Comment et avec quels habits va-t-elle donc fêter, dans cinq ans (nous sommes en l’an 1445), 14 siècles, lunaires de gloire mélangées de trop de déceptions à tel point que son histoire tumultueuse s’est transformée en une profonde blessure narcissique pour les Tunisiens et même pour les Maghrébins ?

Oui, la capitale de l’Ouest musulman, ville phare de la science, de la spiritualité, des arts, du développement durable (agriculture, artisanat commerce,…), est à la traîne, y compris côté tourisme, et ce, malgré son riche patrimoine culturel et naturel et malgré l’apport décisif et considérable de ses enfants pour le tourisme tunisien.

Elle reste, hélas, pour la énième année consécutive une destination de passage avec pour principale mission celle d’enrichir le produit des destinations voisines et surtout les poches de certains avec zéro impact réel sur la ville et sa région (voir nos précédentes chroniques).

En effet, elle pourrait enrichir son offre autant qu’elle le voudra, elle sera, hélas, toujours exploitée par les zones touristiques voisines car ces dernières accaparent une importante infrastructure hôtelière, des moyens de transport, des guides et des marchés.

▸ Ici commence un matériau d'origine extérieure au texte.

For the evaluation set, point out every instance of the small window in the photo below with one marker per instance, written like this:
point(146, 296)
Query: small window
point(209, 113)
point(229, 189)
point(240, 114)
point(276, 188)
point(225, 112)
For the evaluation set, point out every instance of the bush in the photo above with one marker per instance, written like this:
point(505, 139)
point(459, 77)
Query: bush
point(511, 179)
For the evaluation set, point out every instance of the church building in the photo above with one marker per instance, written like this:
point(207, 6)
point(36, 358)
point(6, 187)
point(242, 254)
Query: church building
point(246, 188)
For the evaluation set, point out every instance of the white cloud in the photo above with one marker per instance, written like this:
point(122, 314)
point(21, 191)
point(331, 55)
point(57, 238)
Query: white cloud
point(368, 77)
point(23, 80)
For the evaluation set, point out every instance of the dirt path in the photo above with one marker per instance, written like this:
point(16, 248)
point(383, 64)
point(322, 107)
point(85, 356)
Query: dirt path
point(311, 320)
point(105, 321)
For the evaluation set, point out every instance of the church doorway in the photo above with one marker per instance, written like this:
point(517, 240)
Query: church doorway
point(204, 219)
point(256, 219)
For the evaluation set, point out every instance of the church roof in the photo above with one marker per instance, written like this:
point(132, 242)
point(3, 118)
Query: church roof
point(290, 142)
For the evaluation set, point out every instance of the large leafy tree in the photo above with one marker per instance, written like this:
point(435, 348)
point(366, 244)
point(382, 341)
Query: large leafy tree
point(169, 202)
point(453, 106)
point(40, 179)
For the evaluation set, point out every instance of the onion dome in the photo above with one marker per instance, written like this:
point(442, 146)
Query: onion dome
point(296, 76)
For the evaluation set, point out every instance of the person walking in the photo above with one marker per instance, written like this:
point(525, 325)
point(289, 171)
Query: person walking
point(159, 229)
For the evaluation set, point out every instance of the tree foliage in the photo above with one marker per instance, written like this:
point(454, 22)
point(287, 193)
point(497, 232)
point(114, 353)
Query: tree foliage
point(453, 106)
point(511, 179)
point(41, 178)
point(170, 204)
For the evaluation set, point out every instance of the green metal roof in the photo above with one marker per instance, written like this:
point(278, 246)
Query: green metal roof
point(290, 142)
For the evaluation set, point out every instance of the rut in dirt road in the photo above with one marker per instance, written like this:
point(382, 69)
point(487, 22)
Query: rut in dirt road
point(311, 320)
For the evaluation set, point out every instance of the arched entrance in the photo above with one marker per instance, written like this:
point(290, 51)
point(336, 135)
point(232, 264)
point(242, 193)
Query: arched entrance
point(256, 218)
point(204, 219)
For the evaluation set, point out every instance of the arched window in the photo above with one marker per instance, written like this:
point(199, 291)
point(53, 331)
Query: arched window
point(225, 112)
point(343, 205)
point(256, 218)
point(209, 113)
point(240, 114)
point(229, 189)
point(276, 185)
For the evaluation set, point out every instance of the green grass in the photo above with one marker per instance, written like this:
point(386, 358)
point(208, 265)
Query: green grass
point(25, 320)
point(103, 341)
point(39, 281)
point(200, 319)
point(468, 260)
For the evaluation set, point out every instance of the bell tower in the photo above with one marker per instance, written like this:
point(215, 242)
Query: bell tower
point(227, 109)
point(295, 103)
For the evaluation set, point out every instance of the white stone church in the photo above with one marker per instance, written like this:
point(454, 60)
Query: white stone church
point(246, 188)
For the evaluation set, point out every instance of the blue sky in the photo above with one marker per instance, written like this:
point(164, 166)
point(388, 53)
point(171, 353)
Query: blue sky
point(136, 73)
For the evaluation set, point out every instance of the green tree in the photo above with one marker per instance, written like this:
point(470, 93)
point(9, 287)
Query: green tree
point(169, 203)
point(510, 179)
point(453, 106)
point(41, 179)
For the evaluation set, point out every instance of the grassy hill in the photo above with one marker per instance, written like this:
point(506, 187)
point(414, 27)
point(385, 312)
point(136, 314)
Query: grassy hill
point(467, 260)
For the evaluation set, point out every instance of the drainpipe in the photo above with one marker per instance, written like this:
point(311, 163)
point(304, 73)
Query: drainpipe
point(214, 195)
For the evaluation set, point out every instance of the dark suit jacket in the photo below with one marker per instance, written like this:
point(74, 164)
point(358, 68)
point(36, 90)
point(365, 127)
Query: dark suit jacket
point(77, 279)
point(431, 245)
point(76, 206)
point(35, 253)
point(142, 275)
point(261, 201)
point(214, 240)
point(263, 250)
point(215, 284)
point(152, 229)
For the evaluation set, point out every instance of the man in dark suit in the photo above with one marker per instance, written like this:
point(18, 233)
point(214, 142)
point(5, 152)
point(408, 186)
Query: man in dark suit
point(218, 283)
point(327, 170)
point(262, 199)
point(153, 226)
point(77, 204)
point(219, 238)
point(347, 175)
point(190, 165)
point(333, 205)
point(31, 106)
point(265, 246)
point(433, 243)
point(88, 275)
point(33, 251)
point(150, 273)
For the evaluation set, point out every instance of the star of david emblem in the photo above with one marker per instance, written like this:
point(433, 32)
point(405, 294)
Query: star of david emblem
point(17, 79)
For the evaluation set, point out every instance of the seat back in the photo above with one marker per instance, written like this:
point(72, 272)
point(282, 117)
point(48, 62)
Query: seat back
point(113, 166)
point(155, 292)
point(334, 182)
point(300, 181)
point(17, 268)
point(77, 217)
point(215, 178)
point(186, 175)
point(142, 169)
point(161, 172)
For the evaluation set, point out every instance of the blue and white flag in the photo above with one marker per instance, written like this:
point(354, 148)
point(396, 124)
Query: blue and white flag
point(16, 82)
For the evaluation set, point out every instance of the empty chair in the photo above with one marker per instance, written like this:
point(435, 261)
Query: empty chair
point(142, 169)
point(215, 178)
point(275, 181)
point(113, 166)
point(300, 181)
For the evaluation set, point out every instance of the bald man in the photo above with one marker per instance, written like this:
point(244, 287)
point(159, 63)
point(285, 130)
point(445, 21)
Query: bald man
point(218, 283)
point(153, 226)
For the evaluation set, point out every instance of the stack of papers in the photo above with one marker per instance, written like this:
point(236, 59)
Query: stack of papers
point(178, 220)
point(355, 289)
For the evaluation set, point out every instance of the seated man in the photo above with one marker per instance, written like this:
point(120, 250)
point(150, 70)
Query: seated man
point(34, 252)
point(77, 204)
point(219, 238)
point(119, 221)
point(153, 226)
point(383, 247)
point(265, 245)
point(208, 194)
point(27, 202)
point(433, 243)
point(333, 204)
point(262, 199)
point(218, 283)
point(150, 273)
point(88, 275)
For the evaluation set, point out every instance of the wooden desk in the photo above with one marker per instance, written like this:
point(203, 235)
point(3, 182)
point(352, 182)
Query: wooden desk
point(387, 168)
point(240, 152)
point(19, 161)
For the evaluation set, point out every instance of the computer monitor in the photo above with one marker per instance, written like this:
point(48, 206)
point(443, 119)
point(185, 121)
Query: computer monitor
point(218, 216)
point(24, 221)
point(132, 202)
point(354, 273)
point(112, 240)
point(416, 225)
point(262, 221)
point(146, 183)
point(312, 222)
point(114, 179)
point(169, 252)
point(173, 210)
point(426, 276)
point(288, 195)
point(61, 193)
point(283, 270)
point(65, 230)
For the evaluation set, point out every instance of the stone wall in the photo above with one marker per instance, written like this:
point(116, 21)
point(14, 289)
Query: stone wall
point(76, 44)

C’est pour cela que Kairouan doit devenir une destination touristique à part entière que l’on achète de toute part dans le monde, surtout par les Arabes et les musulmans, d’une façon générale. Pour cela, elle doit d’abord devenir une ville sûre, décrocher le label «ville-jardin» et le label «ville-santé» (traduire, entre autres, propreté, hygiène publique) irréprochables et doit devenir la ville des fontaines-monuments, par excellence, comme elle l’était à ses moments de gloire. Que dire, alors si nous lui ajoutions sa région ?

La ville sainte doit, quant à elle, rester une ville spirituelle (veiller à améliorer la qualité du fameux festival international dédié au Mouled), culturelle, scientifique et une région pour la découverte, le repos et la santé (calme, air sec et pur, sources pour cures). Kairouan doit devenir, aussi, la ville des festivals internationaux de haut niveau, des congrès, des foires spécialisées et des salons.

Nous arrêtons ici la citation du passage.